In prior-art techniques, the encoded radiation is considered as continuous, with the time dependence of detected radiation intensity regarded as a continuous time-domain function.
Further background includes several known single-photon detection techniques for which W. R. McCluney, Introduction to Radiometry and Photometry, Artech House, 1996, pp. 114-122 provides a general introduction. Such techniques are designed for measuring modulated radiation, and they can be classified into two groups: (a) asynchronous photon counting and (b) synchronous detection. As described in Alan Smith, Selected Papers on Photon Counting Detectors, SPIE, Vol. MS 413, 1998, methods (a) of asynchronous photon counting involve the detection of a number of photons during a fixed time interval, e.g. one second, called the registration interval. These methods allow the determination of an average frequency of photon arrival. This frequency varies in time, either stochastically or regularly, and synchronous counting can be employed to measure the time variation. An essential limitation of this method is associated with the impossibility of measuring frequencies of modulation that are higher than the repetition rate of registration intervals. This difficulty is inherent in the principle of asynchronous counting, which is to keep track of the total number of photons received during the registration interval rather than register their times of arrival. A difficulty arises when the highest frequency fmod in the modulation spectrum of modulation radiation is comparable to or higher than the average frequency fphot of single-photon detection. In this case, if the frequency limit is increased by reducing the time interval chosen for counting, the technique becomes increasingly inefficient because the counter will count nothing during most registration intervals.

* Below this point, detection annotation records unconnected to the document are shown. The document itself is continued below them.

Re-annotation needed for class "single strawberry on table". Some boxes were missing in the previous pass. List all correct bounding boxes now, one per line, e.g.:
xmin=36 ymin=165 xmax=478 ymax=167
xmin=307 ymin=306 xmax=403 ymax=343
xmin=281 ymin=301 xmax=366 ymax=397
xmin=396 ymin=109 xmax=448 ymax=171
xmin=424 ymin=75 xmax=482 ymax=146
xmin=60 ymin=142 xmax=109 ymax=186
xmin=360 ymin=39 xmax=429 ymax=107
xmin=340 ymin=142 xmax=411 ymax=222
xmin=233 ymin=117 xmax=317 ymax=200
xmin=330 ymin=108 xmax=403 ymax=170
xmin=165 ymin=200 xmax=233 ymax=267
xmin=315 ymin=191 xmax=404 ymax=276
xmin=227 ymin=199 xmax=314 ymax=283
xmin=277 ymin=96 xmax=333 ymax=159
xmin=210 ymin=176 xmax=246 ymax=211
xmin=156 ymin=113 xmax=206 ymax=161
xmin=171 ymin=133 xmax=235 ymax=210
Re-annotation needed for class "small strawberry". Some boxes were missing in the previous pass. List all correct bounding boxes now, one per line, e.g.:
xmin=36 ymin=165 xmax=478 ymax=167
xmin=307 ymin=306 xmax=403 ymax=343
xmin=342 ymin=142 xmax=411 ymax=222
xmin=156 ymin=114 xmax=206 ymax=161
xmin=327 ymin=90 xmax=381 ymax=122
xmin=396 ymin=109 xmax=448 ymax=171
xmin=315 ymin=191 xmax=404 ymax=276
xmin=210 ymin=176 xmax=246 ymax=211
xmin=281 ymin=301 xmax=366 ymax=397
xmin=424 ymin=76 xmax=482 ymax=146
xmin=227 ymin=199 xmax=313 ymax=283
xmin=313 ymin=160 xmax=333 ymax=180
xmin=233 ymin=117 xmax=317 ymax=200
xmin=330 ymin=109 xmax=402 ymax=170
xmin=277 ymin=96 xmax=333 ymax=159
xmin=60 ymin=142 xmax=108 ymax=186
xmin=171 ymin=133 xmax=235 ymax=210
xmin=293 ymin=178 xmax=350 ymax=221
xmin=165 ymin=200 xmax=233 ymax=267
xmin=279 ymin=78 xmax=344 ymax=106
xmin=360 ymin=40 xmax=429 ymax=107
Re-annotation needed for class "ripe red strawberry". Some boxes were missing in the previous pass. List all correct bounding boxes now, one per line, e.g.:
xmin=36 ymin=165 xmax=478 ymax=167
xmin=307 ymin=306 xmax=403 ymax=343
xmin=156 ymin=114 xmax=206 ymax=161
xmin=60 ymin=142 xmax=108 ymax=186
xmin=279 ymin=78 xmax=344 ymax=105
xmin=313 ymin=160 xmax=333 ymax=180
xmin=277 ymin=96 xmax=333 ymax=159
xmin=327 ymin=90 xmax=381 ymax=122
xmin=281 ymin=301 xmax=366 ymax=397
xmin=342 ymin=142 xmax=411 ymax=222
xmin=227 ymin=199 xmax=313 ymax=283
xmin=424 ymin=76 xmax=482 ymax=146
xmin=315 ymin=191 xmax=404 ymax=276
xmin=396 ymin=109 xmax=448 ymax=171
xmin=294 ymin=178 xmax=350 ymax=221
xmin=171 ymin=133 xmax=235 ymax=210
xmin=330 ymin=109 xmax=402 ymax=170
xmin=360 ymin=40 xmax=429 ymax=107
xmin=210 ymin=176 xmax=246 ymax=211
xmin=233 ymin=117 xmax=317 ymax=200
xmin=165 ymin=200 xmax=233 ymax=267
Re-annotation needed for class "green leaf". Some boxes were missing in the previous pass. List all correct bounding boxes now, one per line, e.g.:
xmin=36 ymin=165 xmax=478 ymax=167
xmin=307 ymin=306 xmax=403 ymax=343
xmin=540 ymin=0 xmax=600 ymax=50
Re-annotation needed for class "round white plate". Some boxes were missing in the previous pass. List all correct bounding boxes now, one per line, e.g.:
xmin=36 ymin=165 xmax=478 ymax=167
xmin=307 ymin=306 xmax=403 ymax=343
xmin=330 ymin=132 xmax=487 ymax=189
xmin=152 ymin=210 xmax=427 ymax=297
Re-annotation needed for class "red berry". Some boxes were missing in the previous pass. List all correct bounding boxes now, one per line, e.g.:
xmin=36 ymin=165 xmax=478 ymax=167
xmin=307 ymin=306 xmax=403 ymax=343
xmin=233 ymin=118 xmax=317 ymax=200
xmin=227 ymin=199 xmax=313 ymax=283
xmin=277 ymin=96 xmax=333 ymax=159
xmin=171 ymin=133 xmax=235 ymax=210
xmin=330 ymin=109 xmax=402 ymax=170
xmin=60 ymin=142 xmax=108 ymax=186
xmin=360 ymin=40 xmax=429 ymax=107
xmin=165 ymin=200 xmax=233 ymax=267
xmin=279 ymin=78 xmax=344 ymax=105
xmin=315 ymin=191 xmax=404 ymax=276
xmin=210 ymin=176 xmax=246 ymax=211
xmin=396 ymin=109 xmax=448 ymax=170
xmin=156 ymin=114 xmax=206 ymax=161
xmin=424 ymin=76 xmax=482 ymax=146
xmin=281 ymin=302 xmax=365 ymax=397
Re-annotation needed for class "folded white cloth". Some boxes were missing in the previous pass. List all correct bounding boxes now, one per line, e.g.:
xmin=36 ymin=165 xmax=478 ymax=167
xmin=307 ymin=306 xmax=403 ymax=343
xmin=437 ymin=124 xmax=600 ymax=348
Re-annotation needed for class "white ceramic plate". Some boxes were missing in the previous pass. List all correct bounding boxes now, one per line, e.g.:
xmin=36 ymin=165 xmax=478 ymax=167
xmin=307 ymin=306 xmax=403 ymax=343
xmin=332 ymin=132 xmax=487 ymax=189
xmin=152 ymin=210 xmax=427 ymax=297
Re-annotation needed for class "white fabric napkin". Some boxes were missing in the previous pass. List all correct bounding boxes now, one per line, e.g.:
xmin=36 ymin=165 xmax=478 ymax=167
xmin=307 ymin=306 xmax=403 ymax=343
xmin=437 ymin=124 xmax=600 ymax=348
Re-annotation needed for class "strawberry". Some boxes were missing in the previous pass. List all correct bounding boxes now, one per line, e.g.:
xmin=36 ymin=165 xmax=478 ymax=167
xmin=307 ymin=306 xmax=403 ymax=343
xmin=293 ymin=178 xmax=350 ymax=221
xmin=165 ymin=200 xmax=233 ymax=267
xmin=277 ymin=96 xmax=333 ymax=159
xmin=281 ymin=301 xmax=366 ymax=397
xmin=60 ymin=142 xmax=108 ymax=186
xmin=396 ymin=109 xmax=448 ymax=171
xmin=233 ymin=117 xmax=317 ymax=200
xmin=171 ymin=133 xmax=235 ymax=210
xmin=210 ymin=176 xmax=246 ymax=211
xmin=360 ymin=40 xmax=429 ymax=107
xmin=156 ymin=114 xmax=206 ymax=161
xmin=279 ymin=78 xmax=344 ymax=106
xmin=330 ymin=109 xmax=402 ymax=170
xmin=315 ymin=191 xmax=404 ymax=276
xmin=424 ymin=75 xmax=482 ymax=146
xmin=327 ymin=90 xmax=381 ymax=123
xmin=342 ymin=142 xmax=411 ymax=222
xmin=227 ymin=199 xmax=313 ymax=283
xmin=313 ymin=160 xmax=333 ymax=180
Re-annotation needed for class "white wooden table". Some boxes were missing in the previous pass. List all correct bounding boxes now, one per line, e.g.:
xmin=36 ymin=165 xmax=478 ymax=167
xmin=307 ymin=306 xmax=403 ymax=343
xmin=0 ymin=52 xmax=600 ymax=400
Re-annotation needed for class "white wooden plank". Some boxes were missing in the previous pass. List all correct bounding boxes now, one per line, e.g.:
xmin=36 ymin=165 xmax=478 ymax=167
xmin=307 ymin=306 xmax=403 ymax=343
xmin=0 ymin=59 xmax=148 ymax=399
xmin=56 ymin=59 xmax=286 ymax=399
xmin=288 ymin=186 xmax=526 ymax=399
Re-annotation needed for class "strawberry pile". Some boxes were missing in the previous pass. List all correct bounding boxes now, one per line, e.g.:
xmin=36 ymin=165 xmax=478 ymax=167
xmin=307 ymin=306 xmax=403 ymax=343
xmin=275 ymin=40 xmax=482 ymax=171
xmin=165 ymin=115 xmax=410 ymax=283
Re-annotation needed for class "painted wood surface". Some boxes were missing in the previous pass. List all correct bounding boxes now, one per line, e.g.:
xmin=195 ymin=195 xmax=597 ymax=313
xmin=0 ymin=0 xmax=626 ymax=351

Methods (b) of synchronous detection involve measurement of the time of arrival of incident single photons. This time may be referenced to an “absolute” clock, or may be measured relative to or “synchronously with” a triggering excitation signal. The triggering signal may be associated with the arrival of the first of detected photons, for example. Such methods are particularly valuable for application to fast processes, e.g. the fluorescent decay of a single excited dye molecule as described, e.g., by D. Y. Chen et al., “Single Molecule Detection in Capillary Electrophoresis: Molecular Shot Noise as a Fundamental Limit to Chemical Analysis”, Analytical Chemistry, Vol. 68 (1996), pp. 690-696, typically requiring special electronics for handling fast temporal variations. An essential limitation of these methods is associated with the difficulty of maintaining records of high temporal resolution for a relatively long time. Thus, detecting photon arrivals at the temporal resolution corresponding to nanosecond time intervals over a one-second period requires acquisition of a billion data records. This makes methods of synchronous detection difficult to apply to the photometry of relatively slowly varying modulated single-photon fluxes.